Pare che i due avessero molto a che fare con la palazzina di via Poma. Questa ipotesi, se confermata, andrebbe a rafforzare la tesi tale per cui l’assassino, secondo gli investigatori, è una “persona stanziale” e che conoscesse molto bene tutte le vie di fuga sia nei sotterranei che nei lavatoi.

Ai due non è stato mai neppure prelevato il Dna, ma la traccia ematica sulla maniglia della porta, dalla cui analisi è emerso che si tratta di sangue frammisto della vittima e di un uomo con gruppo sanguigno A positivo, potrebbe essere la chiave di volta.

Al momento, non è scattato alcun avviso di garanzia, ma la Commissione parlamentare antimafia ha ascoltato Paola Cesaroni, il suo avvocato Federica Mondani e il giornalista esperto del caso Igor Patruno, e ha aperto un’inchiesta proprio partendo dai depistaggi.

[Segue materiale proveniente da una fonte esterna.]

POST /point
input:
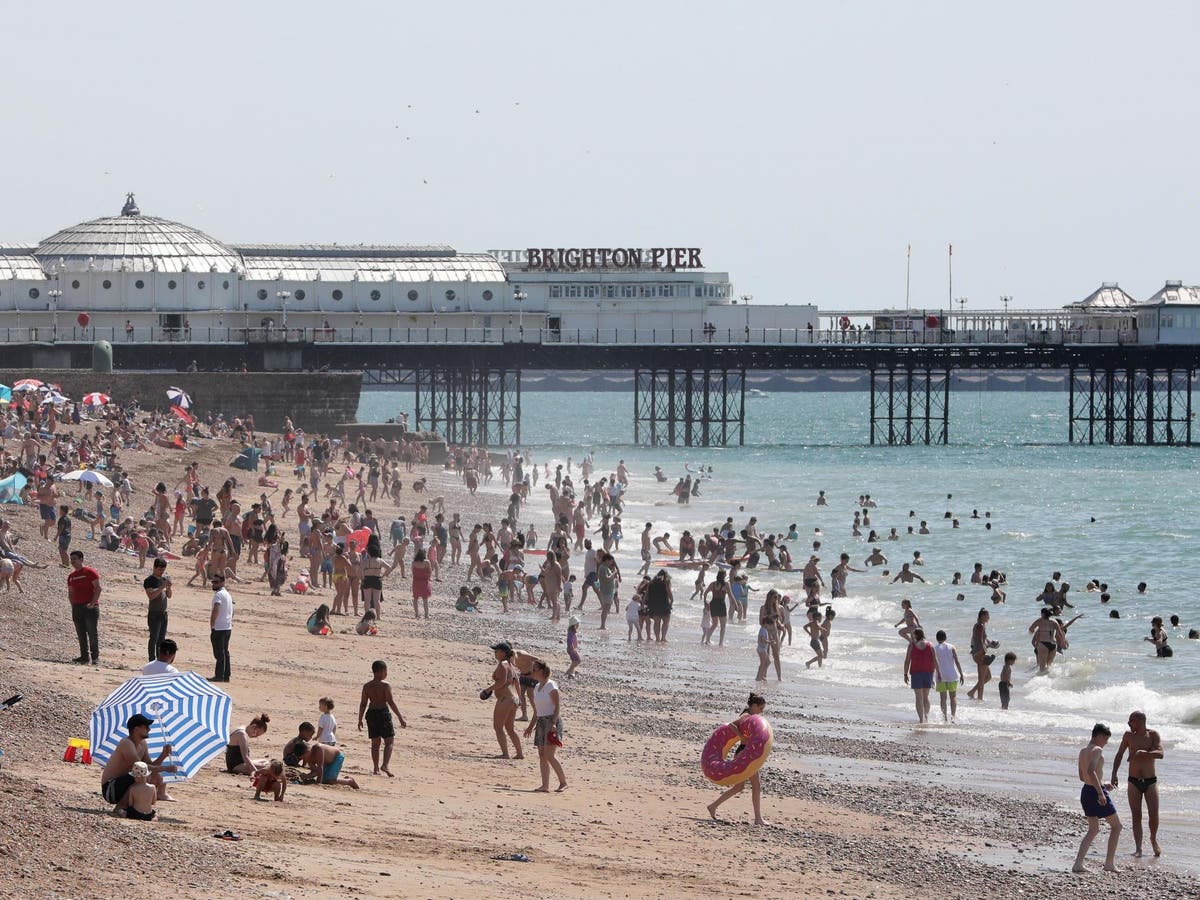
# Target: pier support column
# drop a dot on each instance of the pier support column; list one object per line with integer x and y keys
{"x": 701, "y": 407}
{"x": 910, "y": 405}
{"x": 469, "y": 405}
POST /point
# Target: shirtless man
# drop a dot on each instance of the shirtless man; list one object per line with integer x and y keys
{"x": 1144, "y": 745}
{"x": 117, "y": 779}
{"x": 375, "y": 703}
{"x": 647, "y": 556}
{"x": 1093, "y": 797}
{"x": 1048, "y": 637}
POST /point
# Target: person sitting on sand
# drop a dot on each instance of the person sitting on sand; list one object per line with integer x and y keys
{"x": 142, "y": 795}
{"x": 238, "y": 761}
{"x": 755, "y": 706}
{"x": 325, "y": 763}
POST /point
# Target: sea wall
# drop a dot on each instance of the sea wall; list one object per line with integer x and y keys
{"x": 316, "y": 401}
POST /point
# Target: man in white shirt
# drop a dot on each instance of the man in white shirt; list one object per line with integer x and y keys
{"x": 162, "y": 665}
{"x": 221, "y": 628}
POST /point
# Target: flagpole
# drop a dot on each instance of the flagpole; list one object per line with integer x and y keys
{"x": 907, "y": 277}
{"x": 949, "y": 257}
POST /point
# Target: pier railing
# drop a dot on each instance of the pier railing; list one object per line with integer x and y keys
{"x": 592, "y": 337}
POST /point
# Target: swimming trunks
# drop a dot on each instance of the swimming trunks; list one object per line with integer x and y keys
{"x": 114, "y": 790}
{"x": 1144, "y": 784}
{"x": 333, "y": 769}
{"x": 1092, "y": 805}
{"x": 379, "y": 723}
{"x": 922, "y": 681}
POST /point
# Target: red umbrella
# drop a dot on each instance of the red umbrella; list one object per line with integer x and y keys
{"x": 359, "y": 539}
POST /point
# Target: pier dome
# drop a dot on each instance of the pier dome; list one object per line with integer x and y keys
{"x": 136, "y": 244}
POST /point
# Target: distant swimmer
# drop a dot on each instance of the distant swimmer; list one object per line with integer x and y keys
{"x": 1145, "y": 747}
{"x": 1093, "y": 797}
{"x": 907, "y": 576}
{"x": 910, "y": 621}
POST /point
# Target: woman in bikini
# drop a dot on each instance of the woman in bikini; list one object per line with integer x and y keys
{"x": 979, "y": 647}
{"x": 504, "y": 689}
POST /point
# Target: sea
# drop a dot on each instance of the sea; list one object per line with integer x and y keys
{"x": 1121, "y": 515}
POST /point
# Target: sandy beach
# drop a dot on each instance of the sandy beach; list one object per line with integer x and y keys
{"x": 852, "y": 814}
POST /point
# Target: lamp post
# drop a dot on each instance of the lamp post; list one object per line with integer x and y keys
{"x": 283, "y": 306}
{"x": 520, "y": 297}
{"x": 54, "y": 307}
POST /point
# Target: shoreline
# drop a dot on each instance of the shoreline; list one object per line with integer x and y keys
{"x": 631, "y": 822}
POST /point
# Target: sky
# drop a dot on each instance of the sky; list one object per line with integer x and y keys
{"x": 804, "y": 147}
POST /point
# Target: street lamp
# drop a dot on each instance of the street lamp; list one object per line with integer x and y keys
{"x": 54, "y": 306}
{"x": 520, "y": 297}
{"x": 283, "y": 305}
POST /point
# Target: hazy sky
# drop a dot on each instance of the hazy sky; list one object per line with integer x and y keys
{"x": 803, "y": 147}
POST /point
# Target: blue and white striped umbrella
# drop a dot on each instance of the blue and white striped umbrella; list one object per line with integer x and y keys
{"x": 190, "y": 714}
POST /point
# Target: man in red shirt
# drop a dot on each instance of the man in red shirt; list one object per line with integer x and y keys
{"x": 83, "y": 591}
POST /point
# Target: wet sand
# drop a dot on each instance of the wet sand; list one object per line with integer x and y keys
{"x": 853, "y": 813}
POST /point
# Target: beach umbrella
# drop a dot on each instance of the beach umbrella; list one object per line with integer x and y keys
{"x": 179, "y": 397}
{"x": 359, "y": 539}
{"x": 88, "y": 475}
{"x": 190, "y": 714}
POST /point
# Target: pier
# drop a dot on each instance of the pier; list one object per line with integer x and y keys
{"x": 690, "y": 389}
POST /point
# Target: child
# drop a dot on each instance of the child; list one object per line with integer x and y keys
{"x": 142, "y": 793}
{"x": 327, "y": 726}
{"x": 1006, "y": 679}
{"x": 634, "y": 617}
{"x": 573, "y": 645}
{"x": 273, "y": 779}
{"x": 373, "y": 707}
{"x": 367, "y": 625}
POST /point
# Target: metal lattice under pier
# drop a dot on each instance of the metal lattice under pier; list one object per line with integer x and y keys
{"x": 910, "y": 406}
{"x": 469, "y": 406}
{"x": 689, "y": 407}
{"x": 1131, "y": 406}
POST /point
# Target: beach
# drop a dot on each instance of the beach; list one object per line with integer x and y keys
{"x": 859, "y": 805}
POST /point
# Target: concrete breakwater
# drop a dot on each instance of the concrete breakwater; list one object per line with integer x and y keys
{"x": 316, "y": 401}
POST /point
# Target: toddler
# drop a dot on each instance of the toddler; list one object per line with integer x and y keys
{"x": 327, "y": 726}
{"x": 1006, "y": 679}
{"x": 273, "y": 779}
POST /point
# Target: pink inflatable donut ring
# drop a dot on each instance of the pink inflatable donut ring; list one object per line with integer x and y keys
{"x": 755, "y": 732}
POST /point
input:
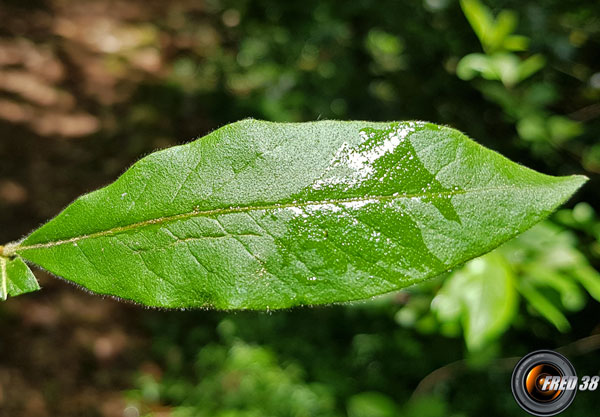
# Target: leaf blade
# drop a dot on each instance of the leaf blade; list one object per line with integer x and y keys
{"x": 266, "y": 215}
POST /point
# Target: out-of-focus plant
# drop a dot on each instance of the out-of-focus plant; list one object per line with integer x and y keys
{"x": 543, "y": 267}
{"x": 505, "y": 73}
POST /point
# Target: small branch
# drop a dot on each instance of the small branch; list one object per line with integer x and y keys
{"x": 9, "y": 250}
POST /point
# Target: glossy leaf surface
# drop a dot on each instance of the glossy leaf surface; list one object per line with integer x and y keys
{"x": 15, "y": 278}
{"x": 265, "y": 215}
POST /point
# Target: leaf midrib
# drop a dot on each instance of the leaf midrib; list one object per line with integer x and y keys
{"x": 242, "y": 209}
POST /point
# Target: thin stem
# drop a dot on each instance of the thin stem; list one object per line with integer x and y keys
{"x": 3, "y": 277}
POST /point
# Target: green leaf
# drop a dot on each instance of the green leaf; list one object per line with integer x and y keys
{"x": 15, "y": 278}
{"x": 271, "y": 215}
{"x": 483, "y": 296}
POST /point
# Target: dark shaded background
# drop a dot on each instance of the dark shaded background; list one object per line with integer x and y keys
{"x": 88, "y": 87}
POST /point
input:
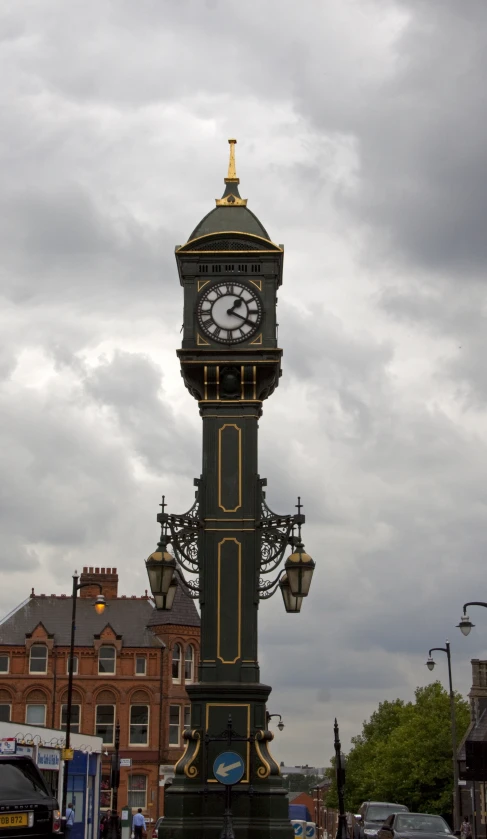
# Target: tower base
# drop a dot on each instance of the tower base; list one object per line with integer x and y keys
{"x": 195, "y": 803}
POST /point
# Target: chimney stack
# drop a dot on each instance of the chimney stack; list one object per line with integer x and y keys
{"x": 106, "y": 577}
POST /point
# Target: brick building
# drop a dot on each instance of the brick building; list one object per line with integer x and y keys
{"x": 122, "y": 673}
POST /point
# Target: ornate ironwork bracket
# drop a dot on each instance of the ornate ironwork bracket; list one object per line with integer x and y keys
{"x": 277, "y": 533}
{"x": 183, "y": 532}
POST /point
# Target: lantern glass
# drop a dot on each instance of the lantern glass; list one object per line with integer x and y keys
{"x": 465, "y": 625}
{"x": 299, "y": 570}
{"x": 100, "y": 604}
{"x": 291, "y": 602}
{"x": 160, "y": 570}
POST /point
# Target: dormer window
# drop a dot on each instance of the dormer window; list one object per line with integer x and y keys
{"x": 38, "y": 658}
{"x": 107, "y": 658}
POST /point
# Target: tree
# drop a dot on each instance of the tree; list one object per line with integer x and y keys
{"x": 404, "y": 754}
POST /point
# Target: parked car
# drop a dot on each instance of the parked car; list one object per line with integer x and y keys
{"x": 420, "y": 825}
{"x": 372, "y": 815}
{"x": 27, "y": 809}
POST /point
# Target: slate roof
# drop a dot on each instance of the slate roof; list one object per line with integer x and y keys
{"x": 128, "y": 617}
{"x": 183, "y": 612}
{"x": 226, "y": 219}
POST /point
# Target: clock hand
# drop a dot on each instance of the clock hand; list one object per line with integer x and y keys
{"x": 237, "y": 303}
{"x": 245, "y": 320}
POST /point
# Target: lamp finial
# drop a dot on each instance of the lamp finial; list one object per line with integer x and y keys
{"x": 232, "y": 172}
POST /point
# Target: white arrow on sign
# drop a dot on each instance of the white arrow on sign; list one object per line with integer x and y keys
{"x": 224, "y": 770}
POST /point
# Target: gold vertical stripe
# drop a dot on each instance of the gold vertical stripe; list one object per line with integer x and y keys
{"x": 220, "y": 503}
{"x": 239, "y": 608}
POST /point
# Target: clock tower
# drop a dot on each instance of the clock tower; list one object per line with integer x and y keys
{"x": 232, "y": 542}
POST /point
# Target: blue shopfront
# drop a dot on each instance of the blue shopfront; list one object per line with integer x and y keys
{"x": 83, "y": 777}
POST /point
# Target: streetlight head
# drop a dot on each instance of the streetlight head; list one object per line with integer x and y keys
{"x": 299, "y": 569}
{"x": 291, "y": 602}
{"x": 465, "y": 624}
{"x": 100, "y": 604}
{"x": 160, "y": 569}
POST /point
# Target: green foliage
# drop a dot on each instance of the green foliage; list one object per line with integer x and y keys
{"x": 404, "y": 754}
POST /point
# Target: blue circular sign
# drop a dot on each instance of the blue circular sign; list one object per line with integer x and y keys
{"x": 228, "y": 768}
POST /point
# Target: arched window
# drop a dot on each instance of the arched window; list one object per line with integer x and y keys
{"x": 107, "y": 659}
{"x": 176, "y": 663}
{"x": 38, "y": 658}
{"x": 189, "y": 664}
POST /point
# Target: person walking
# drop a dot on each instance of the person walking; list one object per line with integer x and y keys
{"x": 69, "y": 820}
{"x": 139, "y": 824}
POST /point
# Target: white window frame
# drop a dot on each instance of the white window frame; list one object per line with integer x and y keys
{"x": 144, "y": 659}
{"x": 177, "y": 679}
{"x": 187, "y": 716}
{"x": 187, "y": 661}
{"x": 139, "y": 725}
{"x": 39, "y": 672}
{"x": 108, "y": 672}
{"x": 129, "y": 790}
{"x": 9, "y": 706}
{"x": 74, "y": 705}
{"x": 173, "y": 725}
{"x": 105, "y": 705}
{"x": 76, "y": 664}
{"x": 35, "y": 705}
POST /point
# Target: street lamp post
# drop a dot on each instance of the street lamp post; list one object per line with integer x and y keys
{"x": 100, "y": 605}
{"x": 342, "y": 832}
{"x": 456, "y": 790}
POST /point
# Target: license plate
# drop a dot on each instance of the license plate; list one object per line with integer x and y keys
{"x": 14, "y": 820}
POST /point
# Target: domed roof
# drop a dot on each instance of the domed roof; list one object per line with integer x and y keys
{"x": 231, "y": 214}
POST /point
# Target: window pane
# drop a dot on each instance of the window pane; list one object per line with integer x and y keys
{"x": 75, "y": 718}
{"x": 139, "y": 724}
{"x": 137, "y": 791}
{"x": 174, "y": 721}
{"x": 4, "y": 713}
{"x": 176, "y": 662}
{"x": 75, "y": 664}
{"x": 105, "y": 716}
{"x": 187, "y": 717}
{"x": 188, "y": 664}
{"x": 38, "y": 658}
{"x": 106, "y": 660}
{"x": 35, "y": 714}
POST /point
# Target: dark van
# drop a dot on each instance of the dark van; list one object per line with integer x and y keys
{"x": 27, "y": 809}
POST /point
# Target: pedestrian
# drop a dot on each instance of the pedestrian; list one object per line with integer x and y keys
{"x": 139, "y": 824}
{"x": 69, "y": 820}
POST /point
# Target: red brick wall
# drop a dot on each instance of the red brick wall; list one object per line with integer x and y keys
{"x": 18, "y": 686}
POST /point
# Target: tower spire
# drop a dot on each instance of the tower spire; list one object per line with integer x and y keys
{"x": 231, "y": 195}
{"x": 232, "y": 172}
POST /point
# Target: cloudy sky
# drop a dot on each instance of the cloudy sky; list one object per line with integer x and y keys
{"x": 361, "y": 129}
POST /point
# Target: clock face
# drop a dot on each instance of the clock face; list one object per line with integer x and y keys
{"x": 229, "y": 312}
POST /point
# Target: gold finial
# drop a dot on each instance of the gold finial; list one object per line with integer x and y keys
{"x": 231, "y": 197}
{"x": 232, "y": 172}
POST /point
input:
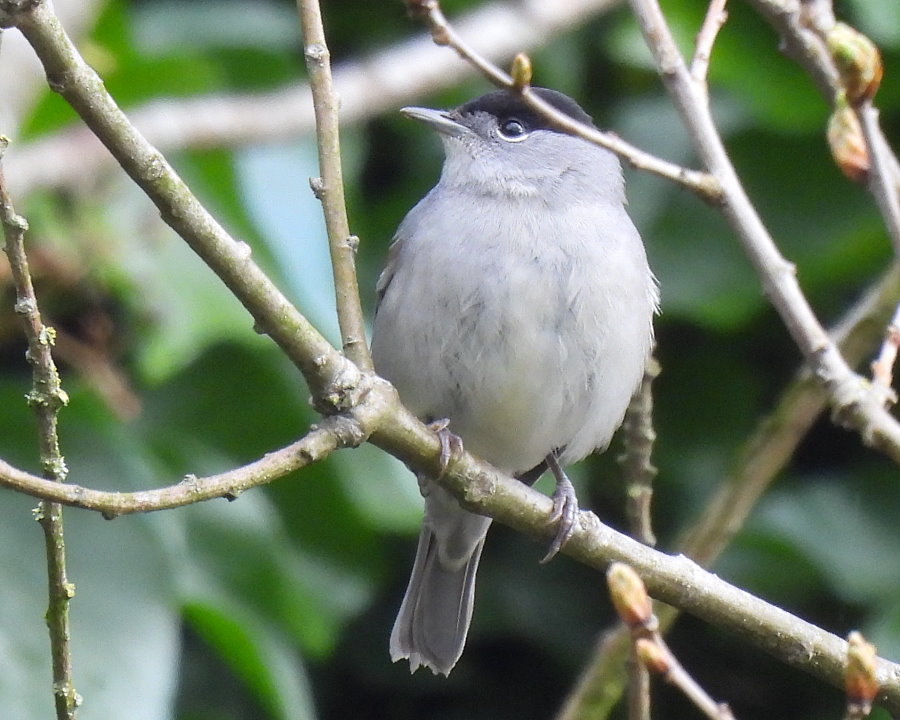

Parallelamente, la Procura sta ascoltando persone dopo l’ammissione di una teste dell’epoca, che aveva fornito un alibi a uno dei personaggi coinvolti inizialmente nell’inchiesta. La donna, pochi mesi fa, ha confessato all’allora capo delle indagini, Antonio Del Greco, che l’alibi da lei fornito era falso.

Tutto è di nuovo riaperto, sperando che questa volta si possa dare giustizia a Simonetta, uccisa a soli 20 anni.